The New Zealand Flying Slasher

Across the New Zealand, North Islands farmland and countryside, there have been for almost a century tales from farmers and hunters, of a horrid winged beast, with long sharp fangs lining its narrow, beak-like jaws. Its eyes gleam in the night, where it can be seen flying overhead, shillouted in the moon. Farmers despise it because it tears chunks from their cattle in the nightime. It is called The Flying Slasher.

One commenter remarked, “The ‘pterosaur’ of NZ is probably a megabats (like flying fox etc).” One of the problems with that conjecture is that the Flying Fox fruit bat eats fruit, not chunks of flesh from cattle.

Another commenter remarked, “I have a feeling it may be the hast eagle that was once thought to be extinct.” The problem with that conjecture is that the post refers to “a very dangerous flying reptile, with . . . abnormally long, razor-like teeth.” The Haast’s Eagle was a feathered bird, not a reptile, and it had no teeth.
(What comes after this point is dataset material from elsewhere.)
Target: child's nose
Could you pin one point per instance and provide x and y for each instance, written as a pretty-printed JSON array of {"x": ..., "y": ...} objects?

Whether extinct or not, the Haast’s Eagle really was an eagle, not a reptile with teeth.

From the Introduction in the cryptozoology book Live Pterosaurs in America (second edition):

front and back cover for Live Pterosaurs in America, second edition

“Those who’ve been shocked at the sight of a flying creature that “should” be extinct—those eyewitnesses, more numerous than most Americans would guess, need no longer be afraid that everyone will think them crazy, and no longer need they feel alone. Those of us who’ve listened to the American eyewitnesses, we who have interviewed them, we now believe. So, if you will, consider the experiences of these ordinary persons (I’ve interviewed most of them myself) and accept whatever enlightenment you may.”

Ropen Pterosaur Seen by Hodgkinson and Hennessy

The American Duane Hodgkinson and the Australian Brian Hennessy have something in common: They have seen, in daylight, in Papua New Guinea, a huge long-tailed featherless flying creature. In the blog Live Pterosaurs, “Hodgkinson-Hennessy Ropen,” we read:

The cryptid seen in New Guinea, by Duane Hodgkinson in 1944 and by Brian Hennessy in 1971, I have named “Hodgkinson-Hennessy Ropen.” Similarities between the descriptions given to me by these two eyewitnesses struck me as too much for coincidence. . . .

As I mentioned in my scientific paper (in The Creation Research Society Quarterly, Volume 45, Number 3, “Reports of Living Pterosaurs in the Southwest Pacific”), these different lengths of head crest I believe fall within the range of eyewitness error. In other words, the creatures observed by these two men could very well have had the same length of head crest (relative to the size of the head) . . .  it seems likely that the species is the same for the 1944 and 1971 sightings.

I have interviewed both of these eyewitnesses, finding both of them to be highly credible. Nothing in either the substance of their testimonies or in the way they communicated with me gave any hint of any hoax or any reasonable possibility of any misidentification error.

Pterosaurs are sometimes called “dinosaur birds,” even though they are neither dinosaurs nor birds.